Q: Other than possibly meeting Dave Grohl, does The Aquadolls have anything in store for the rest of the year?

A: Yeah, I mean with the whole global pandemic everything is kind of up in the air. I mean we had a really solid plan, but everything kind of got flipped upside down. It’s obviously not just our band, but every band in the whole world is dealing with it. But yeah, we are going to drop some music. I wanna say during the summer (laughs). 

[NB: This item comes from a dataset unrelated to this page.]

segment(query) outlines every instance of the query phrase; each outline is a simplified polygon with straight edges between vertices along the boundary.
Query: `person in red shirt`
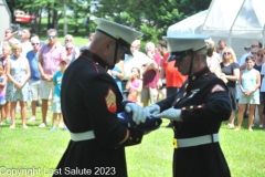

We’re playing Inkcarceration festival in June or July and I really hope it doesn’t get canceled because that would suck. We’ll be playing the Ohana festival in September and we’re also going to be playing the biggest festival of our entire career ever in August, but I’m not allowed to say what it is because it’s not announced yet and I honestly don’t know if it’s still happening. I hope it is, fingers crossed everything works out and we get to reschedule our tour dates that we’d be on right now. 

You know, right now it’s just really hard to say with a lot of shit happening. I’m just trying to stay positive and hope for the best. Definitely expect a lot of Youtube videos. We’re going to try and do two uploads a week, so we’ll be having a lot of new video content to keep you entertained.